17 Companies Streaming Real-Time Data to Drive Innovation
Uber connects riders with drive partners for an average one million trips a day, providing safe, reliable, convenient transportation at a variety of price points in more than 311 cities around the world. Key technologies: distributed logging via Apache Kafka and large-scale data processing via Apache Spark.
LinkedIn operates the largest professional network on the Internet with more than 380 million members in more than 200 countries and territories. Real-time technology has pushed the company to the forefront of the modern distributed infrastructure, providing a rich experience for millions of LinkedIn users from all over the world through quick insights and an immediacy that enhances engagement in the moment. Key technologies: Apache Kafka.
With more than 320 million active monthly users, Twitter is often the world’s source for breaking news. People turn to Twitter for information when natural disasters strike and election ballots roll in, and for second-by-second updates when countdown clocks begin on pivotal sporting events. With its success, data volumes and user engagement have grown. Recently, Twitter announced Heron, a newly deployed system that was purpose-built to improve speed and latency issues found in Storm. Key technologies: Apache Storm and Heron.
Tapjoy is a monetization and distribution services provider for mobile applications. It delivers optimized ads to more than 500 million global users at a rate of 1 million transactions per minute. Tapjoy implemented MemSQL as the database to power its Mobile Marketing Automation and Monetization Platform. For ad optimization to occur in real time, data needs to be made usable immediately. Key technologies: MemSQL, Apache Kafka and Apache Spark.

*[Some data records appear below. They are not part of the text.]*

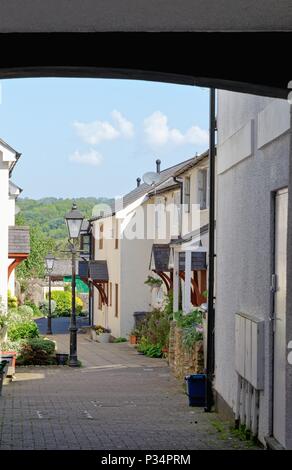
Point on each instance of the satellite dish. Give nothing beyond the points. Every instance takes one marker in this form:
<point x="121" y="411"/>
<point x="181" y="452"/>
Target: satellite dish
<point x="151" y="178"/>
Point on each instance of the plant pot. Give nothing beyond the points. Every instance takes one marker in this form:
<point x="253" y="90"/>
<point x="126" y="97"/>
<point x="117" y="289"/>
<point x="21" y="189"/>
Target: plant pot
<point x="9" y="356"/>
<point x="3" y="332"/>
<point x="62" y="359"/>
<point x="103" y="337"/>
<point x="93" y="334"/>
<point x="133" y="339"/>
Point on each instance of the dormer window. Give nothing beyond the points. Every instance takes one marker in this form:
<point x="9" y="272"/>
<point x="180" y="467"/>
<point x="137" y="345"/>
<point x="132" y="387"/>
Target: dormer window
<point x="187" y="194"/>
<point x="202" y="188"/>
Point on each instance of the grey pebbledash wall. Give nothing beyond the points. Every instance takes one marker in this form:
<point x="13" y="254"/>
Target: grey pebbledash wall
<point x="252" y="163"/>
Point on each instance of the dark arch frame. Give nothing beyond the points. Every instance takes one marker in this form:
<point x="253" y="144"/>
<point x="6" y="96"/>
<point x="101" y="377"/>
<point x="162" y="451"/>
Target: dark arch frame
<point x="256" y="62"/>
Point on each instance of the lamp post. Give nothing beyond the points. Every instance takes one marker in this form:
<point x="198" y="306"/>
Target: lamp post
<point x="50" y="260"/>
<point x="74" y="220"/>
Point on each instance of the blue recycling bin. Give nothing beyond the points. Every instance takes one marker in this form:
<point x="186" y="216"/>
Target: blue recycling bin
<point x="196" y="389"/>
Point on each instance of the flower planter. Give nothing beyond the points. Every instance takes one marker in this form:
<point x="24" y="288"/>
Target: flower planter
<point x="3" y="332"/>
<point x="133" y="339"/>
<point x="9" y="356"/>
<point x="103" y="337"/>
<point x="3" y="372"/>
<point x="62" y="359"/>
<point x="93" y="334"/>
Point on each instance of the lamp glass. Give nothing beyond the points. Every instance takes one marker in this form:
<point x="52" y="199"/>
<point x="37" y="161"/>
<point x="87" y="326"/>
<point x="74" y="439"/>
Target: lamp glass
<point x="50" y="262"/>
<point x="74" y="220"/>
<point x="74" y="227"/>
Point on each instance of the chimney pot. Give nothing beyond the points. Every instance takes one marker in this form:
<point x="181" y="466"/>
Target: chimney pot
<point x="158" y="162"/>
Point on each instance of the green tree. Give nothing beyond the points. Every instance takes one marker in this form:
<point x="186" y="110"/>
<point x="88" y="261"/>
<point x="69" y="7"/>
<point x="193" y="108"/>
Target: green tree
<point x="40" y="245"/>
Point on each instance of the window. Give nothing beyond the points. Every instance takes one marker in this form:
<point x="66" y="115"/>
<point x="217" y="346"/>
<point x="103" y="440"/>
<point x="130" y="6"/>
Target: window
<point x="101" y="236"/>
<point x="110" y="300"/>
<point x="99" y="302"/>
<point x="116" y="300"/>
<point x="187" y="193"/>
<point x="116" y="234"/>
<point x="202" y="188"/>
<point x="85" y="245"/>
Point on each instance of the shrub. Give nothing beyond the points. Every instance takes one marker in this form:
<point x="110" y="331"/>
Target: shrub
<point x="36" y="351"/>
<point x="36" y="310"/>
<point x="25" y="311"/>
<point x="155" y="328"/>
<point x="44" y="307"/>
<point x="191" y="325"/>
<point x="120" y="340"/>
<point x="22" y="330"/>
<point x="64" y="303"/>
<point x="12" y="300"/>
<point x="101" y="329"/>
<point x="151" y="350"/>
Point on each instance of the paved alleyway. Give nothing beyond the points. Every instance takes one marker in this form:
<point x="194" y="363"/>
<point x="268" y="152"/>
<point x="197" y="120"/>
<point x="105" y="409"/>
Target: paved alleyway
<point x="117" y="400"/>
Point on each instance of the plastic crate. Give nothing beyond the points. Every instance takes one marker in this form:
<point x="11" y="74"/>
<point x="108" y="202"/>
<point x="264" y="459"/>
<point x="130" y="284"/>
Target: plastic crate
<point x="196" y="389"/>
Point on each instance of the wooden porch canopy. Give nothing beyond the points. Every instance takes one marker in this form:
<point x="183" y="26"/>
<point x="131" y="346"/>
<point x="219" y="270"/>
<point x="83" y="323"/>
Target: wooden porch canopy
<point x="160" y="265"/>
<point x="95" y="272"/>
<point x="18" y="246"/>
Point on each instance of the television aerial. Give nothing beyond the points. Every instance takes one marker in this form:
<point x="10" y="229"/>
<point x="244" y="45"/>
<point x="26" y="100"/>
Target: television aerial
<point x="151" y="178"/>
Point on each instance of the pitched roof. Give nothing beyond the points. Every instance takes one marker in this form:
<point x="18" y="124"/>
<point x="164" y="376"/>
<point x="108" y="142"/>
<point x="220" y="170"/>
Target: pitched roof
<point x="96" y="270"/>
<point x="159" y="260"/>
<point x="144" y="188"/>
<point x="62" y="268"/>
<point x="17" y="155"/>
<point x="19" y="241"/>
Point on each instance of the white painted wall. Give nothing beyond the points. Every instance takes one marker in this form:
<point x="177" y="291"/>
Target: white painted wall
<point x="252" y="162"/>
<point x="106" y="316"/>
<point x="6" y="157"/>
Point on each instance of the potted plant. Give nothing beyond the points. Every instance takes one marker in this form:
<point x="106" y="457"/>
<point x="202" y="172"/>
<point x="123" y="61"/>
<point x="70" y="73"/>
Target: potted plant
<point x="133" y="337"/>
<point x="153" y="282"/>
<point x="104" y="336"/>
<point x="101" y="334"/>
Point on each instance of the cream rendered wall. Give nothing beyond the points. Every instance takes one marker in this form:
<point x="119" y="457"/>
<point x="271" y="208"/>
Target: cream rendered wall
<point x="135" y="294"/>
<point x="11" y="222"/>
<point x="195" y="218"/>
<point x="258" y="128"/>
<point x="106" y="316"/>
<point x="6" y="157"/>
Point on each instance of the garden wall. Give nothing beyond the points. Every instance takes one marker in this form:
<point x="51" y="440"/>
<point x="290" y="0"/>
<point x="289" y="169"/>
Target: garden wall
<point x="183" y="361"/>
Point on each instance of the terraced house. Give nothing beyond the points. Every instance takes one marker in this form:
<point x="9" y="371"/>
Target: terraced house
<point x="146" y="234"/>
<point x="253" y="327"/>
<point x="14" y="240"/>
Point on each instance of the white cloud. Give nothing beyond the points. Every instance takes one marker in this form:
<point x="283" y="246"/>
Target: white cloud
<point x="159" y="133"/>
<point x="92" y="157"/>
<point x="125" y="126"/>
<point x="97" y="131"/>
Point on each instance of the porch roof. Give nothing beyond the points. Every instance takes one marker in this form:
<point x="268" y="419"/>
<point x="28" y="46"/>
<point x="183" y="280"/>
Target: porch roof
<point x="19" y="241"/>
<point x="95" y="270"/>
<point x="159" y="260"/>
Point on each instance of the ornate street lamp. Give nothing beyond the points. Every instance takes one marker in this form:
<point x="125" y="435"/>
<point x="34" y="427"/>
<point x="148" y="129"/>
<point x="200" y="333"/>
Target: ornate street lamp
<point x="74" y="220"/>
<point x="50" y="260"/>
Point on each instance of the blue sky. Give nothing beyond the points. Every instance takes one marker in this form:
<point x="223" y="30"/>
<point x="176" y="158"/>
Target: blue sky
<point x="94" y="137"/>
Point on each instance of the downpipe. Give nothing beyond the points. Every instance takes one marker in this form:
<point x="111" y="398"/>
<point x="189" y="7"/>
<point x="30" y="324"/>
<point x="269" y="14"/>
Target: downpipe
<point x="209" y="399"/>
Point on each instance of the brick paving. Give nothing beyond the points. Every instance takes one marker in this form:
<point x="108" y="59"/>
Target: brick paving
<point x="119" y="399"/>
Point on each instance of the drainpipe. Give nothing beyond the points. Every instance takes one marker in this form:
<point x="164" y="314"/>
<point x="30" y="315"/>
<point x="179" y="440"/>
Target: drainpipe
<point x="211" y="310"/>
<point x="180" y="183"/>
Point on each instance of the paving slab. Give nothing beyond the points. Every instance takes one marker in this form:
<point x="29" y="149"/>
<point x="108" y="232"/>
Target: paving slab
<point x="118" y="399"/>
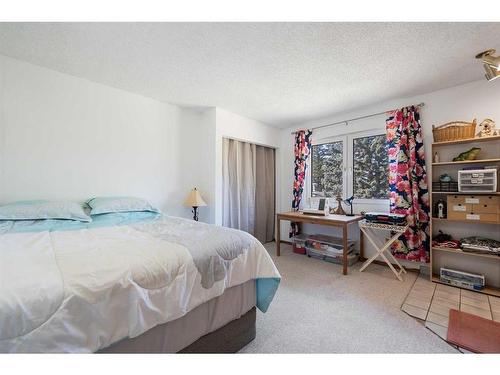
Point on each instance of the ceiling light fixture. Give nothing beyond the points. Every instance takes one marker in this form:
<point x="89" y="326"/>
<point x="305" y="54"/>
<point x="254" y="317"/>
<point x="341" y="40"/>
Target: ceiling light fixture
<point x="491" y="64"/>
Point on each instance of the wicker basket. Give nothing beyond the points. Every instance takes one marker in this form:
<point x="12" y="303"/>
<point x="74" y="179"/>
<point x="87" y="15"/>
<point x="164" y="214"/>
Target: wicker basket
<point x="453" y="131"/>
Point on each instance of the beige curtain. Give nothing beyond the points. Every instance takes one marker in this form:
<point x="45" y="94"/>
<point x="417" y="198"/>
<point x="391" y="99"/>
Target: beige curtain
<point x="248" y="188"/>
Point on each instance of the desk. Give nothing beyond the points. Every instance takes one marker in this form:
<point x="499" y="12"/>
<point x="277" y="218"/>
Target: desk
<point x="339" y="221"/>
<point x="370" y="229"/>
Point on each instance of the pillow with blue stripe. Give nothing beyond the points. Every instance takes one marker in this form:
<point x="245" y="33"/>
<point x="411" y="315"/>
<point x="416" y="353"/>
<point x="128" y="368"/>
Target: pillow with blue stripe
<point x="43" y="210"/>
<point x="106" y="205"/>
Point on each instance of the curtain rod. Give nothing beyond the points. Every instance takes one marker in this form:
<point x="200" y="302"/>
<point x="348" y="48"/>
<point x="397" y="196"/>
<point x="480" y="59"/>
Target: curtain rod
<point x="354" y="119"/>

Spotify provides its user base of over 75 million listeners with the ability to stream music on demand. Following in popularity, Apple music boasts 15 million users. Twenty-five percent of Spotify users pay a monthly subscription fee for this service. However, the other 75 percent are able to stream music for free due to Spotify’s advanced ad-targeting technology designed using near real-time streaming. Spotify’s ad-targeting technology generates advertisements personalized to users by streaming and analyzing data in near-real time. Key technologies: Apache Kafka, Apache Storm and Hadoop.
In the last year, searches on Pinterest increased 81 percent. With this massive growth, the need for a reliable data infrastructure to optimize engagements became more important. Pinterest’s real-time data pipeline can group trending topics geographically for optimized results for both users and advertisers. Apache Kafka simplifies the collection of logs and the streaming of data to local disks. Fresh data is analyzed with Apache Storm, Apache Spark and Pinterest’s own custom-built logging tools. Pinterest then deploys SQL database MemSQL, which allows for anyone to easily query Pinterest’s data in real time. Key technologies: MemSQL, Apache Kafka, Apache Spark and Apache Storm.
Netflix can easily emit 80 billion events a day between log messages, server activity records and system operational data that it needs for business, product and operational analysis. Data is critical to Netflix’s operation and data pipelines are tantamount to the customer experience. Netflix developed Suro, a technology based on Apache Chukwa. Suro uses Apache Kafka when dispatching log events to a designated cluster under a mapped topic. Key technologies: Apache Chukwa, Apache Kafka and Suro.